Objective To screen key prognosis-related immune genes(KIGs) in colon cancer(CC) and construct immune-related prognostic model.

Methods The gene expression data and clinical data of CC patients were downloaded from the Cancer Genome Atlas (TCGA), differential expressed genes (DEGs) were screened based on immune typing, and the intersection of DEGs and immune genes of ImmPort database was used to obtain differentially expressed immune genes (DEIGs). Univariate Cox analysis and Lasso-Cox analysis were used to screen KIGs to establish immune-related prognostic models. Next, the predictive performance of the prognostic model was verified. The correlations of risk score with clinical features, immune infiltrating cells, tumor mutation burden, and microsatellite instability were analyzed. Independent prognostic factors of CC were screened by univariate and multivariate Cox analysis, and a nomogram related to overall survival rate (OS) was constructed to predict the overall survival rate of CC patients.

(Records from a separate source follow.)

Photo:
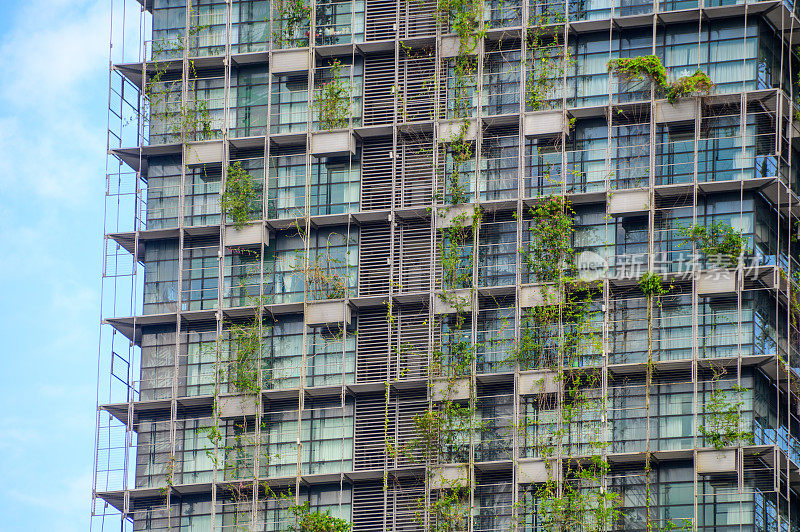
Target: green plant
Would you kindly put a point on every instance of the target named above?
(245, 355)
(697, 83)
(723, 424)
(719, 242)
(324, 271)
(650, 67)
(332, 100)
(307, 521)
(293, 16)
(548, 62)
(651, 285)
(239, 197)
(550, 249)
(463, 17)
(639, 68)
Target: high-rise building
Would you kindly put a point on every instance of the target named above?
(474, 265)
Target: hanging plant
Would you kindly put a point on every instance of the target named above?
(294, 16)
(307, 521)
(239, 197)
(550, 247)
(332, 100)
(650, 67)
(721, 244)
(723, 424)
(651, 285)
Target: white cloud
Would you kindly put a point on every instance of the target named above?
(54, 62)
(55, 46)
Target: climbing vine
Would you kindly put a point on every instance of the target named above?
(722, 245)
(549, 251)
(240, 197)
(547, 64)
(650, 67)
(307, 521)
(722, 415)
(293, 18)
(332, 99)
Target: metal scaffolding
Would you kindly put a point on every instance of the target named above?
(437, 266)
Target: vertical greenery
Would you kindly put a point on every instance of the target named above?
(722, 415)
(650, 67)
(293, 15)
(239, 199)
(721, 244)
(332, 99)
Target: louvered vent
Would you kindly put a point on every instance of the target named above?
(412, 267)
(417, 18)
(378, 96)
(410, 343)
(368, 508)
(403, 430)
(403, 500)
(372, 345)
(381, 19)
(376, 174)
(370, 447)
(416, 96)
(373, 276)
(415, 188)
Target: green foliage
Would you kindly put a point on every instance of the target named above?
(650, 67)
(651, 285)
(723, 418)
(324, 273)
(639, 68)
(294, 15)
(455, 256)
(463, 17)
(449, 511)
(307, 521)
(550, 248)
(332, 100)
(443, 433)
(245, 355)
(697, 83)
(719, 242)
(240, 196)
(461, 153)
(547, 64)
(582, 503)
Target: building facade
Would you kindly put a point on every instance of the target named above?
(474, 265)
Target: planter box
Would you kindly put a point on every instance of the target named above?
(450, 389)
(450, 130)
(248, 235)
(446, 216)
(716, 282)
(723, 461)
(328, 143)
(634, 202)
(544, 123)
(538, 381)
(328, 313)
(235, 406)
(539, 295)
(684, 110)
(450, 46)
(448, 476)
(537, 471)
(195, 153)
(462, 296)
(287, 61)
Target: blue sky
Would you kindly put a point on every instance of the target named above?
(53, 94)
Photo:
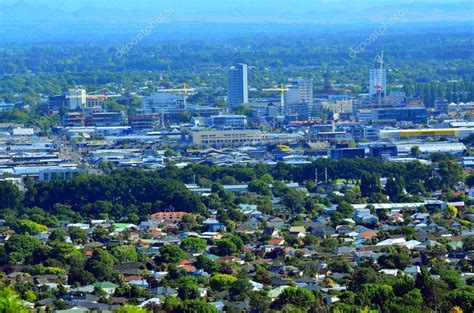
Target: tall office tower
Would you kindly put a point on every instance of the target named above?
(378, 79)
(305, 87)
(77, 98)
(238, 85)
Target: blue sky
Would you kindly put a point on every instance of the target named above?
(241, 11)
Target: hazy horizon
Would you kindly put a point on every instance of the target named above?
(51, 20)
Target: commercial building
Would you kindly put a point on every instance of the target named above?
(162, 102)
(416, 115)
(338, 106)
(144, 121)
(88, 118)
(55, 103)
(441, 106)
(383, 150)
(238, 85)
(77, 98)
(227, 137)
(425, 133)
(349, 153)
(96, 101)
(229, 121)
(378, 79)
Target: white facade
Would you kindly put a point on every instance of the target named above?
(238, 85)
(305, 88)
(378, 78)
(159, 102)
(77, 98)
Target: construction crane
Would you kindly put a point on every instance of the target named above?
(282, 91)
(184, 90)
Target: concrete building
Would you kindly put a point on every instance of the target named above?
(227, 137)
(416, 115)
(338, 106)
(425, 133)
(378, 79)
(77, 98)
(350, 153)
(55, 103)
(144, 121)
(162, 102)
(96, 101)
(305, 89)
(229, 121)
(238, 92)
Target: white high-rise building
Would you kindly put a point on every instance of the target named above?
(162, 102)
(238, 85)
(378, 78)
(77, 98)
(305, 87)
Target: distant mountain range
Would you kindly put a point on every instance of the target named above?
(30, 20)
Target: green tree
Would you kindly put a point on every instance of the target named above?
(197, 306)
(125, 254)
(225, 247)
(10, 196)
(240, 289)
(376, 295)
(10, 301)
(301, 298)
(260, 187)
(188, 288)
(101, 265)
(132, 309)
(193, 245)
(259, 301)
(394, 188)
(20, 247)
(220, 282)
(170, 254)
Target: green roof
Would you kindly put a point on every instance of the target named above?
(105, 284)
(121, 225)
(274, 293)
(74, 310)
(212, 256)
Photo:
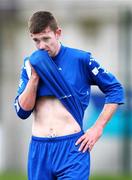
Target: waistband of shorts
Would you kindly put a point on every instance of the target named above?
(58, 138)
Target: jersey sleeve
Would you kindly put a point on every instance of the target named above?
(23, 114)
(105, 80)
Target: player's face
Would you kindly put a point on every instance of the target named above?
(48, 40)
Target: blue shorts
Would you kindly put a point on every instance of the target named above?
(57, 158)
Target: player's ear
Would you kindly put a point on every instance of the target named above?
(58, 33)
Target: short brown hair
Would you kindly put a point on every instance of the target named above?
(40, 21)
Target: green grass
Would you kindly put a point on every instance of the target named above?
(21, 176)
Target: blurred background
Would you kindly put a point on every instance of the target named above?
(103, 27)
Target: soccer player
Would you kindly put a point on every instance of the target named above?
(55, 86)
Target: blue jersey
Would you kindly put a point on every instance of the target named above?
(78, 70)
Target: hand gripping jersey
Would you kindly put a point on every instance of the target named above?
(69, 76)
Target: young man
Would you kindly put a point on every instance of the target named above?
(55, 86)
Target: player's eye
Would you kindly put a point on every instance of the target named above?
(36, 40)
(45, 39)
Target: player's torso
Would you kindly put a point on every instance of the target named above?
(51, 118)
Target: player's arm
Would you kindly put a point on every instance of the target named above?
(25, 100)
(114, 96)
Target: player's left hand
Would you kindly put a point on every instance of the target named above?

Results A total of 1, 439 DEGs were screened out based on immune typing, and 379 DEIGs were obtained by the intersection of DEGs and immune genes of ImmPort database. A total of 12 KIGs were screened out by univariate Cox analysis and Lasso-Cox analysis, and an immune-related prognostic model was constructed. There was a significant difference in OS between high-risk score patients(high-risk group) and low-risk score patients (low-risk group)(P < 0.05). The area under the receiver operating characteristic curve (AUC) for 1-, 3- and 5-year were 0.735, 0.725 and 0.699, respectively, which showed that the model had a good predictive effect. There were significant differences in risk scores of patients with different disease stages and different TNM stages (P < 0.05); KIGs was correlated with numerous immune infiltrating cells (P < 0.05); micro-satellite instability was greater in the high-risk group than in the low-risk group. Univariate and multivariate Cox regression analysis showed that risk score was an independent prognostic factor for CC (P < 0.001), and the further constructed nomogram had good predictive power and accuracy for the survival status of CC patients.

Conclusion An immune-related prognostic model based on 12 KIGs is constructed in the study, and a nomogram is developed to predict overall survival in CC patients, which could help physicians make individualized treatment decisions.